If a receptionist forgets to give a sales person a message or if a sales person’s order gets caught up in an inefficient administrative process, or if a down-sizing decision is made to cut costs without measuring the effect it will have on customer service, links in the value chain don’t work and the customer gets the brush off.
As products increasingly become commoditised and margins are threatened, the extent to which the value chain works smoothly determines the extent of a business and its capacity to grow.
If we think of every step in the process of bringing a product or service to a customer as critical as a link in a bicycle chain, (one broken link and the bike won’t go) then we get a greater idea of the importance of ensuring that even the simplest process can influence success.
Get it wrong and a customer can be offended. Make the value chain work as effectively as possible in recognising the needs and expectations of the customer, and remarkable things can happen like increased sales and greater profits.
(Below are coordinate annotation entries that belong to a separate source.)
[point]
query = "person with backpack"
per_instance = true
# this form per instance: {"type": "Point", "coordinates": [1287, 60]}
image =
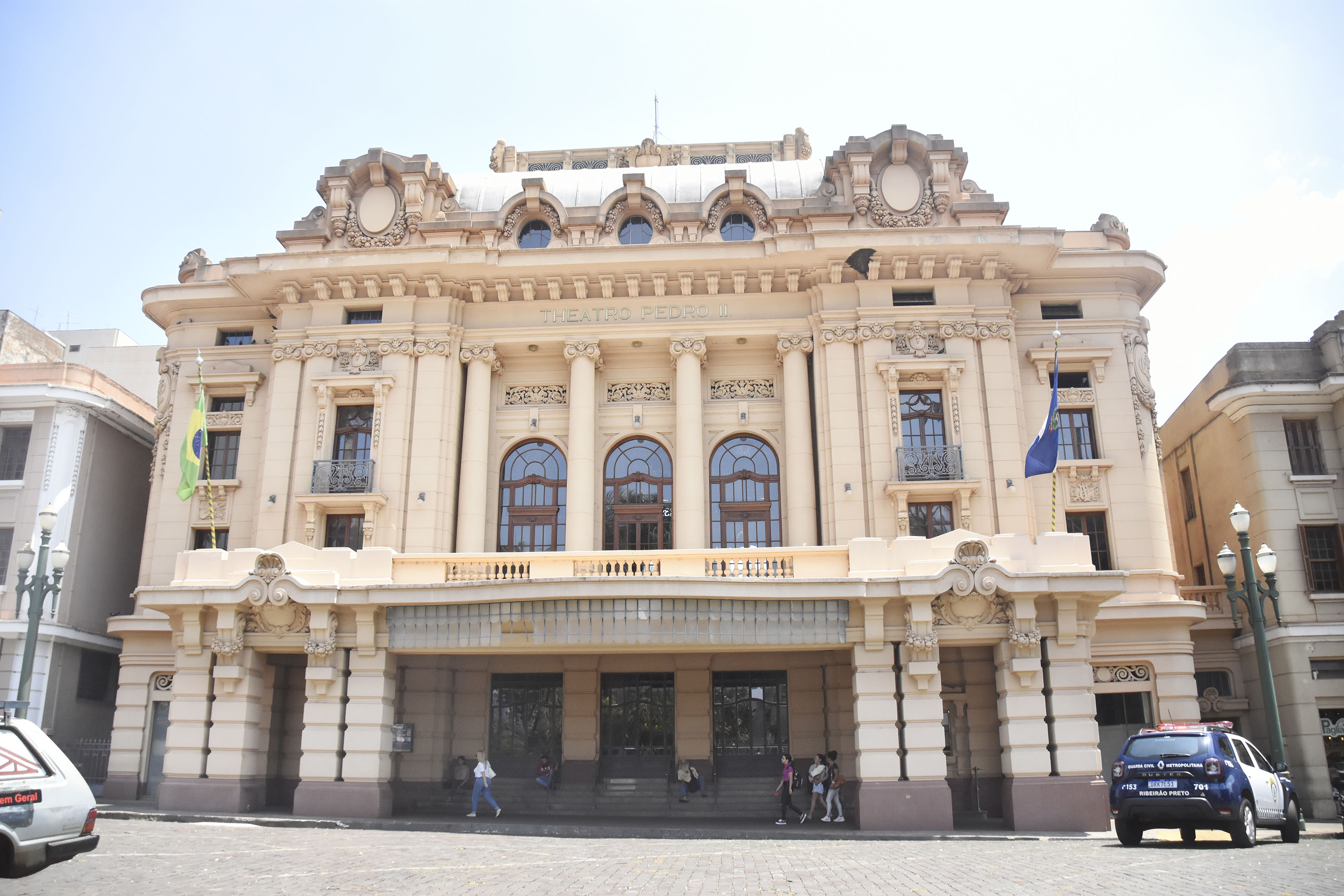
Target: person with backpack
{"type": "Point", "coordinates": [786, 792]}
{"type": "Point", "coordinates": [483, 785]}
{"type": "Point", "coordinates": [835, 782]}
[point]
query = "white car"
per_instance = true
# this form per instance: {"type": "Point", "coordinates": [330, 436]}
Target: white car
{"type": "Point", "coordinates": [46, 809]}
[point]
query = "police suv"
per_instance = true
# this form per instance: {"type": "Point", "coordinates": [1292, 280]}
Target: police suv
{"type": "Point", "coordinates": [46, 809]}
{"type": "Point", "coordinates": [1199, 775]}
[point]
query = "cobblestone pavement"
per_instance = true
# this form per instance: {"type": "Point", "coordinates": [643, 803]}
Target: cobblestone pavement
{"type": "Point", "coordinates": [157, 859]}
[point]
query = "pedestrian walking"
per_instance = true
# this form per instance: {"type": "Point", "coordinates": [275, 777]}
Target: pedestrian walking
{"type": "Point", "coordinates": [483, 785]}
{"type": "Point", "coordinates": [786, 792]}
{"type": "Point", "coordinates": [543, 773]}
{"type": "Point", "coordinates": [817, 777]}
{"type": "Point", "coordinates": [689, 780]}
{"type": "Point", "coordinates": [834, 784]}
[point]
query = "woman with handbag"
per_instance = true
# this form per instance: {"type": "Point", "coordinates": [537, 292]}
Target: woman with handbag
{"type": "Point", "coordinates": [483, 785]}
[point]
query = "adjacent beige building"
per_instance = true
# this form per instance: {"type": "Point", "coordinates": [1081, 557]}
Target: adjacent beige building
{"type": "Point", "coordinates": [1267, 428]}
{"type": "Point", "coordinates": [629, 453]}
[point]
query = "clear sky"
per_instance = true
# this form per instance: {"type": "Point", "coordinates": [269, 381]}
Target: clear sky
{"type": "Point", "coordinates": [135, 132]}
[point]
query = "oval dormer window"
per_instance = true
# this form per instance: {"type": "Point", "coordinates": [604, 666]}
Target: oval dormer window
{"type": "Point", "coordinates": [377, 209]}
{"type": "Point", "coordinates": [535, 234]}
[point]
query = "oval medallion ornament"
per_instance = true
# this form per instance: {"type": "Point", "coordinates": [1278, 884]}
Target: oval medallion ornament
{"type": "Point", "coordinates": [377, 209]}
{"type": "Point", "coordinates": [900, 188]}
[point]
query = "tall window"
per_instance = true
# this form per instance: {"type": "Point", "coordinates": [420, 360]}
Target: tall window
{"type": "Point", "coordinates": [526, 713]}
{"type": "Point", "coordinates": [737, 228]}
{"type": "Point", "coordinates": [346, 531]}
{"type": "Point", "coordinates": [1304, 448]}
{"type": "Point", "coordinates": [636, 232]}
{"type": "Point", "coordinates": [1322, 551]}
{"type": "Point", "coordinates": [921, 420]}
{"type": "Point", "coordinates": [751, 716]}
{"type": "Point", "coordinates": [1095, 527]}
{"type": "Point", "coordinates": [638, 497]}
{"type": "Point", "coordinates": [1075, 435]}
{"type": "Point", "coordinates": [354, 433]}
{"type": "Point", "coordinates": [533, 499]}
{"type": "Point", "coordinates": [929, 520]}
{"type": "Point", "coordinates": [745, 495]}
{"type": "Point", "coordinates": [14, 452]}
{"type": "Point", "coordinates": [1187, 493]}
{"type": "Point", "coordinates": [222, 455]}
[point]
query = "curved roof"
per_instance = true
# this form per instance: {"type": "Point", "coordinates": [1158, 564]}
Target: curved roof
{"type": "Point", "coordinates": [675, 183]}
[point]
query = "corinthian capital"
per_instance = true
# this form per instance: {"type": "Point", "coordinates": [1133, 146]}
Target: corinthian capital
{"type": "Point", "coordinates": [482, 352]}
{"type": "Point", "coordinates": [584, 349]}
{"type": "Point", "coordinates": [792, 343]}
{"type": "Point", "coordinates": [687, 346]}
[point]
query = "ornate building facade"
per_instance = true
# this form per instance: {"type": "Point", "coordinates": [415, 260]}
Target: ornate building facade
{"type": "Point", "coordinates": [635, 453]}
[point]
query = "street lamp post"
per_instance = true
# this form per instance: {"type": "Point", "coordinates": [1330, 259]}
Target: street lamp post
{"type": "Point", "coordinates": [37, 586]}
{"type": "Point", "coordinates": [1253, 596]}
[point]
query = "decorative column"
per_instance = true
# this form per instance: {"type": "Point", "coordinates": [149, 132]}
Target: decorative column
{"type": "Point", "coordinates": [188, 724]}
{"type": "Point", "coordinates": [689, 486]}
{"type": "Point", "coordinates": [585, 359]}
{"type": "Point", "coordinates": [482, 362]}
{"type": "Point", "coordinates": [800, 480]}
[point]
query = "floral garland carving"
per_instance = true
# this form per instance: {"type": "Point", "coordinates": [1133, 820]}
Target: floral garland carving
{"type": "Point", "coordinates": [549, 213]}
{"type": "Point", "coordinates": [882, 217]}
{"type": "Point", "coordinates": [617, 213]}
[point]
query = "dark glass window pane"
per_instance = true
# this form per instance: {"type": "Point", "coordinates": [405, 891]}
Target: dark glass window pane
{"type": "Point", "coordinates": [97, 675]}
{"type": "Point", "coordinates": [535, 234]}
{"type": "Point", "coordinates": [346, 531]}
{"type": "Point", "coordinates": [636, 230]}
{"type": "Point", "coordinates": [234, 338]}
{"type": "Point", "coordinates": [222, 456]}
{"type": "Point", "coordinates": [14, 452]}
{"type": "Point", "coordinates": [1322, 546]}
{"type": "Point", "coordinates": [737, 228]}
{"type": "Point", "coordinates": [1304, 448]}
{"type": "Point", "coordinates": [201, 539]}
{"type": "Point", "coordinates": [1095, 527]}
{"type": "Point", "coordinates": [226, 405]}
{"type": "Point", "coordinates": [1075, 435]}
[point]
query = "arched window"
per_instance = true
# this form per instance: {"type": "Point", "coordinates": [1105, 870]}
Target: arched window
{"type": "Point", "coordinates": [533, 499]}
{"type": "Point", "coordinates": [638, 497]}
{"type": "Point", "coordinates": [535, 234]}
{"type": "Point", "coordinates": [636, 230]}
{"type": "Point", "coordinates": [737, 228]}
{"type": "Point", "coordinates": [745, 495]}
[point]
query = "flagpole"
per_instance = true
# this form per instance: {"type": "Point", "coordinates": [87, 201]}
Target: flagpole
{"type": "Point", "coordinates": [205, 452]}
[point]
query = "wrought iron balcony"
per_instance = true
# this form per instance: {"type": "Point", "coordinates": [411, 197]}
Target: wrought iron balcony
{"type": "Point", "coordinates": [343, 477]}
{"type": "Point", "coordinates": [929, 462]}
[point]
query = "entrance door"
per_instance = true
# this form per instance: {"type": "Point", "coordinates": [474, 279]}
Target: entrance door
{"type": "Point", "coordinates": [157, 747]}
{"type": "Point", "coordinates": [751, 723]}
{"type": "Point", "coordinates": [638, 715]}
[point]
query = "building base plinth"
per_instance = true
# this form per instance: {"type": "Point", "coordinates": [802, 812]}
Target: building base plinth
{"type": "Point", "coordinates": [905, 805]}
{"type": "Point", "coordinates": [213, 795]}
{"type": "Point", "coordinates": [1073, 802]}
{"type": "Point", "coordinates": [122, 788]}
{"type": "Point", "coordinates": [345, 798]}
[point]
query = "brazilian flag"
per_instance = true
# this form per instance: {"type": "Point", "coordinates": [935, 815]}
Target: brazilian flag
{"type": "Point", "coordinates": [193, 449]}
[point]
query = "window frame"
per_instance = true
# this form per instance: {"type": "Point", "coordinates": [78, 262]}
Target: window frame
{"type": "Point", "coordinates": [1314, 585]}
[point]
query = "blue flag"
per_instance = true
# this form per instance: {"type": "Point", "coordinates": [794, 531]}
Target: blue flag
{"type": "Point", "coordinates": [1045, 451]}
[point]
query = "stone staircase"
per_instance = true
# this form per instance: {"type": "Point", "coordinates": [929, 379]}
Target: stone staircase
{"type": "Point", "coordinates": [612, 797]}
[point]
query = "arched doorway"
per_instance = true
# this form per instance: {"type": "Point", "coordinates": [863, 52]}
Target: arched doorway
{"type": "Point", "coordinates": [638, 497]}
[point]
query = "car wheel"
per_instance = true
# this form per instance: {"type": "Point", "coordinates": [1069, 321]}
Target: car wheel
{"type": "Point", "coordinates": [1244, 829]}
{"type": "Point", "coordinates": [1291, 833]}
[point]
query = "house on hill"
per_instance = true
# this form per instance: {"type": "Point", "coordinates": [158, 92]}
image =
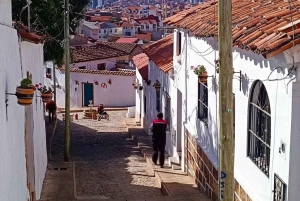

And yet we still see signs where this simple message is either not understood or ignored in comparison to outstanding examples of how it works effectively. The number of times that sales people can interrupt production to give priority to a customer without recognising the cost or the damage that is done to other customers who are kept waiting is alarming in this day and age. The value chain is deliberately broken.
The frequency with which bean counters ignore marketing acumen and insist on one-size-fits-all is another mysterious managerial technique in an age of diversity. “Don’t stock Turkish coffee because we sell so little”. That’s great for supermarkets in areas unpopulated by Turkish people, but if you live in a Turkish community and the supermarket doesn’t stock Turkish coffee, the customers leave in droves.
Take standard brands off the shelves and rename them with a generic name. It makes sense for the bean counters but not for the customer. Ultimately the bean counter discovers that the numbers aren’t good and so the blame goes to the guy in the shop.
Every decision in every business has to be driven by the knowledge that if the value chain is not working well, the business will lose customers and growth will become increasingly difficult.
It seems that one major reason for value chains breaking down is that management often does not realise the importance of getting every step in the chain right. Decisions are often made on numeric rather than marketing metrics. An opportunity to cut costs might well be an exercise in wrecking the value chain and losing customers.